This purpose of this research proposal is to support the development of Palak Shah, MD, MS into an independent investigator, and to conduct novel, transformative explorations of circulating, cell-free microRNAs (ccf-miR) in heart transplantation. Circulating, cell-free miRs may serve as non-invasive biomarkers of allograft rejection and cardiac allograft vasculopathy (CAV), two leading causes of morbidity and mortality in heart transplant recipients. The candidate, Dr. Shah, has demonstrated his long-standing commitment to academic medicine by pursuing a Masters in Clinical and Translational Research. As a junior faculty member, Dr. Shah?s early work has focused on the identification of blood-based biomarkers to better manage patients with advanced heart failure, left ventricular assist devices (LVADs), and following transplantation. The K23 award will extend initial experiences in genomic assay development and biomarker validation to include: 1) isolation of ccf-miRs from blood samples and preparation of biospecimens for next-generation sequencing; 2) sequence data alignment and bioinformatic interpretation of sequence data; and 3) the development of a clinical panel of ccf-miR biomarkers to detect allograft rejection using biostatistical analyses that combine transcriptomic and clinical data. To accomplish these goals, a comprehensive career development plan has been formulated that includes both formal coursework and mentored research under the close supervision and guidance of a senior team of experienced mentors. The mentorship team includes multiple thought-leaders with detailed expertise relevant to the career goals of the applicant: Christopher O?Connor, MD (clinical validation of heart failure biomarkers and trial design), Jun Zhu, PhD (RNA-sequencing and bioinformatic analyses), Hannah Valantine, MD (cardiac transplantation and genomic biomarkers), and Christopher deFilippi, MD (cardiovascular biomarker discovery and validation).

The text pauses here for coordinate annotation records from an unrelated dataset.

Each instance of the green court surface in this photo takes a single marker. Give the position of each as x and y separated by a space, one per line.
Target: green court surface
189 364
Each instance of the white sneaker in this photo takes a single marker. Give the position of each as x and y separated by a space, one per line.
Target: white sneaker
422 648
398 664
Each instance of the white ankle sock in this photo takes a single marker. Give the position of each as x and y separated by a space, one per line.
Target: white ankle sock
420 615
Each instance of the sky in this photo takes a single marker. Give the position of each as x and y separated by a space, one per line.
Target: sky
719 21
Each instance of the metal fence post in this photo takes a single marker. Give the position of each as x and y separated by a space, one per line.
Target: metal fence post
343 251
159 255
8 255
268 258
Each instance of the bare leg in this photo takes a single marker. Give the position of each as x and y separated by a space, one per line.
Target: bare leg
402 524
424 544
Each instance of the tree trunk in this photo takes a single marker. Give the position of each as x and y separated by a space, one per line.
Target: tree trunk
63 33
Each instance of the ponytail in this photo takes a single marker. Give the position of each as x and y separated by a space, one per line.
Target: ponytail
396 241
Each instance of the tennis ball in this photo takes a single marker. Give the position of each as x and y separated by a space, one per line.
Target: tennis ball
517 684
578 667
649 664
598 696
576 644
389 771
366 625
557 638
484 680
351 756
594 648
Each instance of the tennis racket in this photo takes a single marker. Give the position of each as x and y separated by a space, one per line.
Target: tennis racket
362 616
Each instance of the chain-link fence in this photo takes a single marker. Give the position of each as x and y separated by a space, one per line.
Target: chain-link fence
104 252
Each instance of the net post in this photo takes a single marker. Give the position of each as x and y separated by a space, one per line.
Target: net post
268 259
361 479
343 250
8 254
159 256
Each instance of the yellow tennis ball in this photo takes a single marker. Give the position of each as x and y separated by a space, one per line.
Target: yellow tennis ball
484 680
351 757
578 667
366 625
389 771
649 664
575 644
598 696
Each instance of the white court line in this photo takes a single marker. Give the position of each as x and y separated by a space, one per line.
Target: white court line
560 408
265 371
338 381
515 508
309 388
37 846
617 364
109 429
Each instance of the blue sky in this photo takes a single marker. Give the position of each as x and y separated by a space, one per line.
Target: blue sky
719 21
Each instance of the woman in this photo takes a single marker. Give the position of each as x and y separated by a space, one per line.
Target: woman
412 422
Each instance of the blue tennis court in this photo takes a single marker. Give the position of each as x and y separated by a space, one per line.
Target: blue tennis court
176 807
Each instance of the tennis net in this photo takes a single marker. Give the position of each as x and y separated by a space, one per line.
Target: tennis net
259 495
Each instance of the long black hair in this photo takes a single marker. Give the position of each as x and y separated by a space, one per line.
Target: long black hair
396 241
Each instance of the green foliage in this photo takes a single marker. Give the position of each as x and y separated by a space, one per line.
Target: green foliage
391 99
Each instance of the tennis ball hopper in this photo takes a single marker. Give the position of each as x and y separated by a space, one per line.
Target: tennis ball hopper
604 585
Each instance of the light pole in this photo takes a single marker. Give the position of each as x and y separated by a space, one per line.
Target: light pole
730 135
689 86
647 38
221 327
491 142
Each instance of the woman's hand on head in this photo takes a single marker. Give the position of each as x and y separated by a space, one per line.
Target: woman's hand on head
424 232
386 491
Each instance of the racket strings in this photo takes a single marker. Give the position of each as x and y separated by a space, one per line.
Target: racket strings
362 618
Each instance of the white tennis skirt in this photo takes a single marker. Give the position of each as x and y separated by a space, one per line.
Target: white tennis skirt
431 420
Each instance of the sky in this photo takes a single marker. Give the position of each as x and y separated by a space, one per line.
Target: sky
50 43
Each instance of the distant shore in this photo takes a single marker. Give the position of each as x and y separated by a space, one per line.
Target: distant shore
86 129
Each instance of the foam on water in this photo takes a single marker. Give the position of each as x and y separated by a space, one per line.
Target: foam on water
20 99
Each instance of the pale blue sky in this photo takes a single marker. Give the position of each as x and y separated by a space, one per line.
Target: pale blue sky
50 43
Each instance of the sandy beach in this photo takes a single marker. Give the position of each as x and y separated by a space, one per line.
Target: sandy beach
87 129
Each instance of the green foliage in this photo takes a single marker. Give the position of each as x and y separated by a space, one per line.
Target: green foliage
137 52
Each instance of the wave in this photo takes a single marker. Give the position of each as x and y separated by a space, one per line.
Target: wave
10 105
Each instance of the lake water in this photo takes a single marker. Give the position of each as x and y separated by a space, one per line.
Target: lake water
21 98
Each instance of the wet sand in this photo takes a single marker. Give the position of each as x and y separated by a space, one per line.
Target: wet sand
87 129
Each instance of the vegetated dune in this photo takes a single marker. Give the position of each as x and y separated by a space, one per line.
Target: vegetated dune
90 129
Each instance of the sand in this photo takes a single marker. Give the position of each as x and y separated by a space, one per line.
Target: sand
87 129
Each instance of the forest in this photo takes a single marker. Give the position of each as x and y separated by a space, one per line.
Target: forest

The specific aims of the research are to 1) Determine the ccf-miR transcriptome of cardiac transplant recipients to identify novel miR biomarkers that distinguish cardiac allograft rejection; 2) Distinguish ccf-miR biomarkers of chronic rejection manifest as cardiac allograft vasculopathy. Previous groundwork and training have prepared Dr. Shah to successfully undertake the proposed research, and to transition him into an independent investigator. The study results are expected to establish a framework for using ccf-miRs as diagnostic biomarkers of allograft rejection and CAV. Once clinically validated in a future multicenter study, ccf-miRs can be used to non-invasively diagnose allograft rejection and CAV in heart transplant patients.
Two leading causes of morbidity and mortality in cardiac transplant recipients are allograft rejection and cardiac allograft vasculopathy. Diagnosing these conditions requires repetitive invasive procedures with inherent risks and varying diagnostic yield. Preliminary data suggests that circulating, cell-free microRNAs are novel, non-invasive biomarkers; using next-generation sequencing and bioinformatic analysis, we will identify circulating microRNA biomarkers that can be used to predict rejection and cardiac allograft vasculopathy.